Simulations Examples
In these simulation examples, we will use the crying baby POMDPs defined in the Defining a POMDP section (i.e. quick_crying_baby_pomdp
, explicit_crying_baby_pomdp
, gen_crying_baby_pomdp
, and tabular_crying_baby_pomdp
).
Stepthrough
The stepthrough simulator provides a window into the simulation with a for-loop syntax.
Within the body of the for loop, we have access to the belief, the action, the observation, and the reward, in each step. We also calculate the sum of the rewards in this example, but note that this is not the discounted reward.
policy = RandomPolicy(quick_crying_baby_pomdp)
r_sum = 0.0
step = 0
for (b, s, a, o, r) in stepthrough(quick_crying_baby_pomdp, policy, DiscreteUpdater(quick_crying_baby_pomdp), "b,s,a,o,r"; max_steps=4)
step += 1
println("Step $step")
println("b = sated => $(b.b[1]), hungry => $(b.b[2])")
@show s
@show a
@show o
@show r
r_sum += r
@show r_sum
println()
end
Step 1
b = sated => 1.0, hungry => 0.0
s = :sated
a = :feed
o = :quiet
r = -5.0
r_sum = -5.0
Step 2
b = sated => 1.0, hungry => 0.0
s = :sated
a = :feed
o = :quiet
r = -5.0
r_sum = -10.0
Step 3
b = sated => 1.0, hungry => 0.0
s = :sated
a = :feed
o = :quiet
r = -5.0
r_sum = -15.0
Step 4
b = sated => 1.0, hungry => 0.0
s = :sated
a = :sing
o = :quiet
r = -0.5
r_sum = -15.5
Rollout Simulations
While stepthrough is a flexible and convenient tool for many user-facing demonstrations, it is often less error-prone to use the standard simulate function with a Simulator
object. The simplest Simulator is the RolloutSimulator
. It simply runs a simulation and returns the discounted reward.
policy = RandomPolicy(explicit_crying_baby_pomdp)
sim = RolloutSimulator(max_steps=10)
r_sum = simulate(sim, explicit_crying_baby_pomdp, policy)
println("Total discounted reward: $r_sum")
Total discounted reward: -44.97873584450001
Recording Histories
Sometimes it is important to record the entire history of a simulation for further examination. This can be accomplished with a HistoryRecorder
.
policy = RandomPolicy(tabular_crying_baby_pomdp)

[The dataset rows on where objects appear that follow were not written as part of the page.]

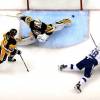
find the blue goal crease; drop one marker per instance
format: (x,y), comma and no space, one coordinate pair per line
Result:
(71,35)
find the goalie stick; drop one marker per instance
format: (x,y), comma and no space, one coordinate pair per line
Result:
(93,40)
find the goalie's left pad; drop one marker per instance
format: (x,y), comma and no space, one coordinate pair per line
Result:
(42,37)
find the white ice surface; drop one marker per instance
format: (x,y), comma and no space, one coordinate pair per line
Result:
(44,81)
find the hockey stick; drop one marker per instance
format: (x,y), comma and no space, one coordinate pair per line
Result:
(24,63)
(16,16)
(93,40)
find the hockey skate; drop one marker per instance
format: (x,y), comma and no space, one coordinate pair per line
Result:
(78,88)
(61,67)
(64,21)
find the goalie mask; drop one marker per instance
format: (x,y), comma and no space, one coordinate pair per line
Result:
(28,20)
(37,23)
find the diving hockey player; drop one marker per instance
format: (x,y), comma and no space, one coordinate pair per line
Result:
(42,31)
(8,46)
(88,64)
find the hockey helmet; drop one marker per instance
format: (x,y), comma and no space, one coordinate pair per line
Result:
(13,32)
(37,23)
(28,20)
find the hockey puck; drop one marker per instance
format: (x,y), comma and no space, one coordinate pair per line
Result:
(73,16)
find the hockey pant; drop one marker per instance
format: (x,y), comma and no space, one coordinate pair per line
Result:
(88,64)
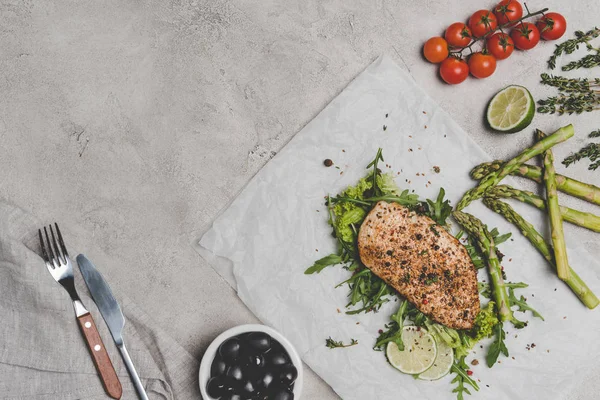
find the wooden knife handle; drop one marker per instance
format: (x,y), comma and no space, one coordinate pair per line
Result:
(108,376)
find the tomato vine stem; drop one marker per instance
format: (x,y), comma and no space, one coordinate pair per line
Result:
(529,14)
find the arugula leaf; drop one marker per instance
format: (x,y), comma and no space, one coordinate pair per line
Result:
(484,289)
(378,157)
(394,329)
(319,265)
(440,209)
(368,289)
(521,303)
(460,368)
(497,346)
(332,344)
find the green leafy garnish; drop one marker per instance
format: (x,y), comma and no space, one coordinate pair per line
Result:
(333,344)
(440,209)
(521,303)
(460,368)
(497,346)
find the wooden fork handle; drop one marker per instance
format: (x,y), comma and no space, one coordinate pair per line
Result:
(104,366)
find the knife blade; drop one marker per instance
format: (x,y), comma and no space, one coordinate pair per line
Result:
(112,314)
(103,297)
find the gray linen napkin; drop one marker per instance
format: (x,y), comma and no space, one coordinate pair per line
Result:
(42,353)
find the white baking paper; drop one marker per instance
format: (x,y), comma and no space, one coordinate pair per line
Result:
(277,228)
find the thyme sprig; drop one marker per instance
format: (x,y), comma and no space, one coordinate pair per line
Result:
(571,45)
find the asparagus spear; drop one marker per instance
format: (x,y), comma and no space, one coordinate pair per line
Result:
(493,178)
(584,191)
(556,226)
(577,285)
(583,219)
(475,228)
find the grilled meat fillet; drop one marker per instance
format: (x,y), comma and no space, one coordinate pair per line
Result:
(422,261)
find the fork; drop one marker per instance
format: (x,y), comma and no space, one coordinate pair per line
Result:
(60,267)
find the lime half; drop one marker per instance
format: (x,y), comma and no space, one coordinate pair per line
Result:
(418,354)
(511,109)
(442,363)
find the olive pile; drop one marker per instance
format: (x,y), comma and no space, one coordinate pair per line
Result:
(252,366)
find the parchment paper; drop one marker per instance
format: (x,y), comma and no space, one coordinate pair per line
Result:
(277,228)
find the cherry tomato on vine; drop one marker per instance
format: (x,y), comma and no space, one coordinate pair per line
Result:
(500,45)
(458,35)
(435,50)
(552,26)
(482,22)
(508,11)
(454,70)
(525,35)
(482,65)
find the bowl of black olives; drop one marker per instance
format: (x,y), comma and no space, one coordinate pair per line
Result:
(251,362)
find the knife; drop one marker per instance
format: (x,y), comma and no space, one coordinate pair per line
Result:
(111,312)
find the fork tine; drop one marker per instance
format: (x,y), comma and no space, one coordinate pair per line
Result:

hr = HistoryRecorder(max_steps=5)
history = simulate(hr, tabular_crying_baby_pomdp, policy, DiscreteUpdater(tabular_crying_baby_pomdp), Deterministic(1))
The history object produced by a HistoryRecorder
is a SimHistory
, documented in the POMDPTools simulator section Histories. The information in this object can be accessed in several ways. For example, there is a function:
discounted_reward(history)
-26.001000000000005
Accessor functions like state_hist
and action_hist
can also be used to access parts of the history:
state_hist(history)
6-element Vector{Int64}:
2
2
2
2
2
1
collect(action_hist(history))
5-element Vector{Int64}:
3
3
2
2
1
Keeping track of which states, actions, and observations belong together can be tricky (for example, since there is a starting state, and ending state, but no action is taken from the ending state, the list of actions has a different length than the list of states). It is often better to think of histories in terms of steps that include both starting and ending states.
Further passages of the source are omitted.